Der Ruf nach stärkerer Umsetzung von Kontrolleinrichtungen und nach Verbesserung der Gesetzeslage zur Kontrolle der Sicherheitsstandards bei alternden Gebäuden bleibt folgenlos, wenn im Anschluss an die Gutachten nicht auch Sicherheitsmängel beseitigt werden. Auch Christian Ude warnt eindringlich vor maroder Bau
substanz und befürchtet eine Schließungswelle – Zitat –: „Fast alle Kommunen in Deutschland haben wegen ihrer Haushaltssituation in den vergangenen Jahren Mittel für den Bauunterhalt kürzen müssen“, sagte Ude in den „Ruhr Nachrichten“. Hier müssen wir als Politikerinnen und Politiker gemeinsam gegensteuern.
Ich komme zum Schluss. Tatsächliche Schlussfolgerungen aus der Katastrophe in Bad Reichenhall sind wohl erst möglich, wenn der Untersuchungsbericht mit den tatsächlichen Ursachen des Unglückes vorliegt. Vorher sollte aufgrund dieses bedauerlichen Unglücksfalls – trotz der von mir angerissenen Problemfelder – das Risiko nicht pauschal auf alle Bauten hochgerechnet werden. Die Baufachleute in den Ländern sollten zunächst gemeinsam beraten, ob und in welcher gesetzlichen Vorschrift Änderungsbedarf besteht.
Deswegen geht der Antrag der Koalition in die richtige Richtung, und wir werden diesem Änderungsantrag zustimmen.
Herr Präsident! Meine Damen und Herren! Ich kann mich nahtlos den Worten meiner beiden Vorredner anschließen. Leider bedurfte es eines solch traurigen Anlasses, bevor sich Experten noch einmal intensiv mit der Gebäudesicherheit und Gefahrenabwehr im Bauwesen befassten bzw. befassen möchten. Wir sind froh, dass der Bundesminister zur Behandlung dieser Fragestellung aufgerufen hat und sich die Innenminister im Monat Februar ausführlich diesem Thema widmen möchten.

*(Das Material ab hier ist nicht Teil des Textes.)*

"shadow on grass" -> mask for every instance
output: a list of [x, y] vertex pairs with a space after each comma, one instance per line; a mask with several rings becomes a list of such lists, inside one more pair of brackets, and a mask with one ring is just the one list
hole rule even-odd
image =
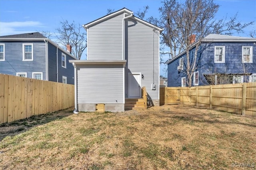
[[60, 119], [72, 114], [73, 107], [52, 113], [35, 115], [12, 122], [0, 124], [0, 141], [5, 137], [12, 136], [25, 132], [39, 125]]

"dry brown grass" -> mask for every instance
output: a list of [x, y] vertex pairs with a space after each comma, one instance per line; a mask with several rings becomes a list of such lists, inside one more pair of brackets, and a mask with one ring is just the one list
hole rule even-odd
[[[183, 105], [116, 113], [72, 111], [62, 111], [58, 119], [4, 139], [1, 168], [239, 169], [231, 164], [256, 165], [255, 117]], [[0, 131], [4, 128], [11, 126], [5, 124]]]

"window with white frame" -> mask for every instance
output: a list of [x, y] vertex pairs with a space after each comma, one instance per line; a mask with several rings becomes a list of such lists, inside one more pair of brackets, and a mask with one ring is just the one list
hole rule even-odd
[[27, 77], [26, 72], [17, 72], [16, 73], [16, 76], [19, 77]]
[[250, 76], [249, 82], [256, 82], [256, 74]]
[[67, 84], [67, 77], [62, 76], [62, 83]]
[[214, 47], [214, 63], [225, 63], [225, 46]]
[[4, 61], [4, 44], [0, 44], [0, 61]]
[[180, 68], [181, 70], [183, 69], [183, 57], [180, 59]]
[[198, 86], [198, 72], [197, 71], [194, 73], [193, 78], [194, 78], [194, 85]]
[[34, 72], [32, 73], [32, 78], [35, 79], [43, 80], [43, 73], [42, 72]]
[[240, 83], [244, 82], [243, 76], [233, 76], [233, 84]]
[[66, 68], [66, 55], [63, 53], [61, 53], [61, 66], [62, 67]]
[[22, 44], [23, 61], [33, 61], [33, 44]]
[[186, 87], [186, 77], [181, 78], [181, 86]]
[[252, 47], [243, 47], [243, 63], [252, 63]]

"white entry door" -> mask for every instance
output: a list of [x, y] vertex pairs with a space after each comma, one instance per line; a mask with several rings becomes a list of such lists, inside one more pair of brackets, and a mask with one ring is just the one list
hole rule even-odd
[[128, 74], [128, 94], [129, 98], [140, 98], [140, 74], [129, 73]]

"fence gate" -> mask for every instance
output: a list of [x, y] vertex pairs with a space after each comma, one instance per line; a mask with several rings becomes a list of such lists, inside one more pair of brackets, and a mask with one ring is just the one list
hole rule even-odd
[[179, 87], [160, 87], [160, 105], [179, 104], [180, 91]]

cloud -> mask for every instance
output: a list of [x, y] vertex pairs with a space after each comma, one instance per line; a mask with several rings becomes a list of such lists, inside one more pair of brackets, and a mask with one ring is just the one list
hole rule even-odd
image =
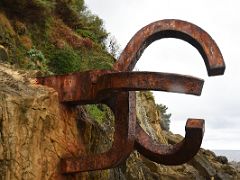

Gleichzeitig ist es uns zugegebenermaßen auch klar – viele von uns haben sehr enge Kontakte zur kommunalen Ebene –, dass ein Sanierungsrückstau wegen der angespannten kommunalen Finanzen mancherorts tatsächlich gegeben ist. Aber wer glaubt – hier möchte ich einen Sachverhalt aufgreifen, den meine beiden Vorredner noch nicht angesprochen haben –, dass die kommunale Ebene notwendige Baumaßnahmen aufschiebt und Sicherheitsvorkehrungen nicht beachtet, der täuscht sich. Es wird durchaus zu unlukrativen Mitteln gegriffen und die eine oder andere Schwimmhalle/Sporthalle geschlossen. Jeder sollte tatsächlich noch einmal in den Kommunen nachfragen und dort genau hinschauen.
Richtig ist allerdings, dass zu überlegen wäre, welche Sicherheits-TÜVs wir hier einbauen bzw. einziehen könnten. Darüber sollten selbstverständlich erst einmal die Experten sprechen und dann sollte, wenn es notwendig ist, die Bauordnung entsprechend geändert werden. Ich glaube aber, dass wir als Parlament dieses Thema durchaus begleiten können, und würde vorschlagen, dass Sie, Herr Innenminister, in der nächsten Sitzung des Innenausschusses im Monat März darüber berichten, welche Hauptschwerpunkte gerade zu diesem Thema
anlässlich der Innenministerkonferenz im Februar besprochen worden sind, damit wir begleitend tätig werden können.
Richtig ist auch, dass wir uns durchaus in einem bestimmten Spagat befinden, wo kommunale Mittel eingesetzt werden. Aber eines seien Sie versichert: Leib und Leben steht an oberster Stelle, auch – das weiß ich – bei unseren kommunalen Stadträten.